Object Level – security provided by Profiles and Permission-sets.
A profile in Force.com is a metadata used to group users with common data access requirements. It contains a set of permissions for every object defined in the Force.com organization. These permissions determine whether users belonging to the profile are authorized to read, create, edit, and delete records of each object. Also within the profile are rules determining access to individual fields of an object.
Fields can be hidden entirely or defined as read-only directly in the profile or in page layouts.
Permission sets contain the same permission-related metadata as profiles, but a user can be assigned to many of them at once. In contrast, a user is assigned to a single profile at a time. Permission sets are generally used to override profiles on an individual user basis.
Record-level security is layered on top of object-level security. It further restricts access to data based on the concept of record ownership. But it can never override object-level security. Organization-wide defaults define the default, most restrictive sharing behavior of each object, and sharing reasons create exceptions to this default behavior, granting access to specific groups of users.
- Object Permissions – ensures the requesting user is authorized by its profile to take desired action on the object.

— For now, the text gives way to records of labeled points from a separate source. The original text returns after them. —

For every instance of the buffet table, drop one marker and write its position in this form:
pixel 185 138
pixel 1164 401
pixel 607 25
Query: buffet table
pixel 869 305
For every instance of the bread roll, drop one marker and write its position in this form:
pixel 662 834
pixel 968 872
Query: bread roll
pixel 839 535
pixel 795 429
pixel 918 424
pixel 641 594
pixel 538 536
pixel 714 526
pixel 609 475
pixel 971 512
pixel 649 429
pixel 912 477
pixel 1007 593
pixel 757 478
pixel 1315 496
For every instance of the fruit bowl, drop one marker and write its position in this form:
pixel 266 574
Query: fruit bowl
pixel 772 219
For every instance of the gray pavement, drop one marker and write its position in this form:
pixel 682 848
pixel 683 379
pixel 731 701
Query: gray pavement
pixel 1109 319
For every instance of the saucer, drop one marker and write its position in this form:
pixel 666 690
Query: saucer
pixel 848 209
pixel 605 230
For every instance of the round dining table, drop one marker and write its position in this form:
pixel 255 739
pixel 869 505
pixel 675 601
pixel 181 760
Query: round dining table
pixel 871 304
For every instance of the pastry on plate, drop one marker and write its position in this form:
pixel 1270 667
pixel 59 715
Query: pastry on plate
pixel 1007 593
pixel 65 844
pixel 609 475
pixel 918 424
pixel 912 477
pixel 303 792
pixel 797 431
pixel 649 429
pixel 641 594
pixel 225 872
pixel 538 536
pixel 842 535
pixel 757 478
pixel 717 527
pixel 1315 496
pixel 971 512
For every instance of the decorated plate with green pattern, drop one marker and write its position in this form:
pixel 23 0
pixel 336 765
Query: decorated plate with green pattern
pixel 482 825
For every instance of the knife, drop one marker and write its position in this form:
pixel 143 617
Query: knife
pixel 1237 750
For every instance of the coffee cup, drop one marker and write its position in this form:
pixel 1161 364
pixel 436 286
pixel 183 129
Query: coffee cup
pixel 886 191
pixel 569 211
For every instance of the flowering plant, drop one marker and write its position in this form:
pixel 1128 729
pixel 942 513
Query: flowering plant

- Field Permissions – You can restrict access to certain fields, even if a user has access to the object. The requesting user’s profile determine whether fields are included in the request are read-only or hidden.
- Org Wide Default(OWD) – OWD specify the default level of access users have to each others’ records. You use org-wide sharing settings to lock down your data to the most restrictive level, and then use the other record-level security and sharing tools to selectively give access to other users.
These defaults designate records of each object as private, public with Read and Write access, or public with read-only access.
- Role hierarchies – give access for users higher in the hierarchy to all records owned by users below them in the hierarchy. Role hierarchies don’t have to match your organization chart exactly. Instead, each role in the hierarchy should represent a level of data access that a user or group of users needs.
- Sharing rules – are automatic exceptions to organization-wide defaults for particular groups of users, so they can get to records they don’t own or can’t normally see. Sharing rules, like role hierarchies, are only used to give additional users access to records. They can’t be stricter than your organization-wide default settings.
- Manual sharing allows owners of particular records to share them with other users. Although manual sharing isn’t automated like org-wide sharing settings, role hierarchies, or sharing rules, it can be useful in some situations, such as when a recruiter going on vacation needs to temporarily assign ownership of a job application to someone else.
4. Sharing reasons – Sharing reasons override the organization-wide defaults. The owner of the requested record is matched against a list of sharing reasons relevant to its group affiliation. If a sharing reason is found, access is granted. Groups are defined as simple lists of users and other groups or as a hierarchy, allowing permissions of subordinates to be inherited by their superiors.